И эта песня вдохнула мужество в меня. Я решил при словах «крепость города Белграда» броситься вниз. Я закрыл глаза, но слово «Белграда» слишком скоро пришло, и я отложил это до слова «пролом» — «повелел пролом в стене устроить». Но в следующий миг опять отложил до слова «вперед» — «вперед помчаться». Да, на нем я остановился твердо, это было слово подходящее, похожее на команду. Я выгнулся из окна, солнце припекало мне голову, и я упивался последними мгновениями, и затем это пришло — «вперед»! Я оттолкнулся, потерял опору, слышал еще, как часы на колокольне начали бить девять, и потом…

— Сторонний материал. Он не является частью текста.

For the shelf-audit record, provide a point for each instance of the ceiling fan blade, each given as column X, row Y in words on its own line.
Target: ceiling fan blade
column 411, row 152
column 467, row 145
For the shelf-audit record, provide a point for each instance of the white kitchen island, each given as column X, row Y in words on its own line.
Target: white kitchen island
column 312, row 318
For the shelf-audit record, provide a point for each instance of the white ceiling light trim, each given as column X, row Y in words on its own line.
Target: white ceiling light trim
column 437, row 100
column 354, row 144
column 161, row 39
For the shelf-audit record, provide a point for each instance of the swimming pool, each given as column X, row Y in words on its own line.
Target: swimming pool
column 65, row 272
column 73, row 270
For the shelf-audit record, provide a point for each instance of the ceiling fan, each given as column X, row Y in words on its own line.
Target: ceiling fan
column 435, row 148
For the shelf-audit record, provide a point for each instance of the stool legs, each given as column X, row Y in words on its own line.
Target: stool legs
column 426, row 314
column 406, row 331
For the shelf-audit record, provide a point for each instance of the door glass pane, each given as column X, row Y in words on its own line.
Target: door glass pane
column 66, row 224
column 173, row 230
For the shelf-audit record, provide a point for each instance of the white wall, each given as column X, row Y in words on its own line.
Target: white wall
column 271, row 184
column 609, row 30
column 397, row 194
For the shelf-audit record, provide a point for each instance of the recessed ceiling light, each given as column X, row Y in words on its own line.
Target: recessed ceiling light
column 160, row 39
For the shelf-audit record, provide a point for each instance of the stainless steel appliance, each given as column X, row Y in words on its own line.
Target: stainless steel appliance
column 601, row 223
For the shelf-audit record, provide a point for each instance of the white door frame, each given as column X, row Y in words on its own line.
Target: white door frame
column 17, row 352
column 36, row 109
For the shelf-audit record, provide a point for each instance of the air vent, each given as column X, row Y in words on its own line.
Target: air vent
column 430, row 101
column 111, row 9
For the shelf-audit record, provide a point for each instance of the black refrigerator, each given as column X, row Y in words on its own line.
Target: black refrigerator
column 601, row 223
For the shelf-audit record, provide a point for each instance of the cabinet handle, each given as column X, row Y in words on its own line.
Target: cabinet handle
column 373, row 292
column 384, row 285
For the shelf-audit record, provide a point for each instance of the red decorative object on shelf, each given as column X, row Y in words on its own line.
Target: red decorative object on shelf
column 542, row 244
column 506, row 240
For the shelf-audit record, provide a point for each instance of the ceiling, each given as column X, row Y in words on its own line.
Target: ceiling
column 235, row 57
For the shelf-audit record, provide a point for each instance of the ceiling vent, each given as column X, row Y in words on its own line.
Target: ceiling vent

— Что потом? — крикнула Стеффи Прокоп.
Она схватила Дембу за плечо и глядела на него в упор широко раскрытыми глазами.
— Ничего, — сказал Демба. — Я потерял сознание.
Сразу потерял сознание? — прошептала девушка, бледнея от ужаса.
Нет, не сразу. Я соскользнул по кровле, крытой черепицами, это я еще помню. И потом две ласточки вылетели из своего гнезда около желоба. Мне показалось также, будто я слышу крик, и в тот же миг я почувствовал странный, много лет уже не ощущавшийся мною гнев против моей матери. Как-то давно, видишь ли, когда я был малюткой, мать уронила меня на землю. И тогда у меня возникло это чувство, не то страх, как бы со мной чего ни случилось, не то гнев, потому что мать моя вскрикнула. И такое же чувство теперь опять появилось.Но сейчас же после этого я лишился сознания. Должно быть, я при падении ударился обо что-нибудь головою, о стену дома, может быть, или о желоб на крыше.
Придя в себя, я не знал, что случилось. Я постарался думать. Это не удалось. Я не мог фиксировать ни одной мысли. Это было мучительно. Но потом вдруг мысли зашевелились. «Кто я, в сущности, такой?» — возник в голове вопрос. Не так ясно, не в виде фразы, как я его тебе передаю теперь, а в виде такого томительного нащупывания какой-нибудь неподвижной точки в пустоте безумия. Потом я опять осознал, кто я такой, и спрашивал себя только: «Где же я нахожусь?» И возникали ответы: «Дома, в своей постели… Микш, мой сожитель, сейчас придет… Надо вставать». А затем: «В гимназии, в пятом классе, на моей парте, в предпоследнем ряду… Нет, как же я мог заснуть в кафе среди бела дня!» Но внезапно я перестал различать то, что меня окружало. Кусты, дерево, дома закружились в вихре, я вспомнил старого маклака, горчичницу из эмалированной меди и обоих полицейских и вдруг понял ясно, что произошло и где я нахожусь.
Но граммофон продолжал играть, и все еще не прошли слова: «вперед помчаться». С колокольни доносился бой часов, било девять. Все вместе — падение, обморок и возвращение к сознанию длилось не больше двух секунд.
Голова у меня страшно болела. Я все же попытался встать. Это мне удалось. Возле меня лежали две сломанные ветки. Я упал через листву орешины, и это смягчило силу удара.